4. Supply Chain Integration: Projects that build French supply chain relationships — sourcing equipment, components, or services from other French companies — score significantly higher than equivalent projects that rely entirely on imported inputs. This criterion reflects France 2030’s broader goal of rebuilding industrial ecosystems, not just isolated factory assets.

The Digital Manufacturing Dimension

A distinctive feature of First Factory compared to its predecessors in the PIA framework is its explicit integration of digital transformation requirements. Companies receiving First Factory support for physical production lines must simultaneously implement a digital manufacturing system — at minimum, a Manufacturing Execution System (MES) that provides real-time visibility into production rates, quality metrics, and resource consumption.

This requirement reflects the France 2030 philosophy that a 21st-century factory cannot be competitive without digital integration. The costs of MES implementation are eligible for First Factory funding — creating a bundled physical-digital modernization that the program calls “Usine du Futur” (Factory of the Future) compliance.

Approximately 60% of First Factory recipients have used a portion of their funding for digital transformation components. The program’s evaluators view MES integration, digital twin deployment, or automated quality inspection as indicators of management sophistication and competitive durability — companies unlikely to see their factory become obsolete within a decade.

Geographic Distribution and Regional Incentives

First Factory grants are available across metropolitan France and all overseas territories. Regional variation in rates reflects France’s industrial policy objective of distributing reindustrialization benefits beyond the Paris region:

  • Standard rate: 50% for large companies, 65% for mid-size, 80% for small enterprises
  • Priority industrial zone bonus: +10% for facilities in zones designated as Zone Industrielle Bas-Carbone (ZIBAC) or zones affected by major industrial restructuring
  • Overseas territories: 75-85% rates reflecting higher logistics costs

The spatial distribution of First Factory awards shows heavy concentration in established industrial regions: Auvergne-Rhône-Alpes (Grenoble semiconductor and cleantech cluster), Hauts-de-France (battery valley), Occitanie (aerospace supply chain), and Normandie (hydrogen and pharmaceutical manufacturing). These regions combine existing industrial infrastructure, skilled workforces, and well-established relationships between companies and the Bpifrance regional network.

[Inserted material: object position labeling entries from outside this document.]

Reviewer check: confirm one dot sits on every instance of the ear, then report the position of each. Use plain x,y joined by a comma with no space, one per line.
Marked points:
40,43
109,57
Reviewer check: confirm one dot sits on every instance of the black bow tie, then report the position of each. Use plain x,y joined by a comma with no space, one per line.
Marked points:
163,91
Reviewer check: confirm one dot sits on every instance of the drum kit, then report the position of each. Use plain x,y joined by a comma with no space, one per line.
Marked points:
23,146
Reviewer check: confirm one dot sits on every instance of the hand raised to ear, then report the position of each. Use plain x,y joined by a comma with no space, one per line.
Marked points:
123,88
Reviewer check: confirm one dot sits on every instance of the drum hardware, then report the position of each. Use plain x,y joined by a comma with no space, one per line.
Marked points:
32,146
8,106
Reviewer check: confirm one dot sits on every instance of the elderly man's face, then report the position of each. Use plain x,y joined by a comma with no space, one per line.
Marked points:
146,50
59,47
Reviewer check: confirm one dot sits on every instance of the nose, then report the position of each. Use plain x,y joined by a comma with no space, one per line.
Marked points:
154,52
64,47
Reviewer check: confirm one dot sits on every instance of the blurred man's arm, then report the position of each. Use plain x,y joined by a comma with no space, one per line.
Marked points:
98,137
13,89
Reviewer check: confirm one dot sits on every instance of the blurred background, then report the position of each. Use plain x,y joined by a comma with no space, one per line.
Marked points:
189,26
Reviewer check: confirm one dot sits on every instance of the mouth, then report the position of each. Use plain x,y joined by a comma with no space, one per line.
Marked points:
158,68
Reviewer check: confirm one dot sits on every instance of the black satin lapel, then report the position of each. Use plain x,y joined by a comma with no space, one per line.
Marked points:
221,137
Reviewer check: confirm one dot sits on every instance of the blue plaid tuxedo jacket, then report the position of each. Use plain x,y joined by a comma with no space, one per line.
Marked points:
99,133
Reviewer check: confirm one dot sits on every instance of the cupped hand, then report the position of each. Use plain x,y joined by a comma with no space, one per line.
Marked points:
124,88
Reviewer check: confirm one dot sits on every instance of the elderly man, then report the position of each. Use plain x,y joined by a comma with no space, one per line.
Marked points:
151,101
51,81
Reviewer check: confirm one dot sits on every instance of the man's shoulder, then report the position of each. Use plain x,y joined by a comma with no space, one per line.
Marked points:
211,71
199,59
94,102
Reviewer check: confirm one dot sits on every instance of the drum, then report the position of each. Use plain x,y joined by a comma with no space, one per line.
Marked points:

How First Factory Fits the France 2030 Investment Ladder

First Factory is explicitly designed as a stepping stone, not a destination. Companies that successfully use First Factory to build their first production line become eligible for larger France 2030 support programs:

  • Companies with operational French factories are eligible for Aide aux Projets Structurants if they plan expansion exceeding €500 million
  • French factory track records strengthen IPCEI applications by demonstrating national industrial anchoring
  • Operational factories qualify for Bpifrance’s industrial growth loans, export guarantees, and internationalization support

The program’s designers understood that France’s reindustrialization would not come from a single mega-project. It would come from hundreds of smaller companies making the decision to build in France rather than abroad — each decision influenced at the margin by First Factory’s financial de-risking. The cumulative effect of 250-plus funded projects since 2021 is a substantial broadening of France’s manufacturing base across advanced technology sectors.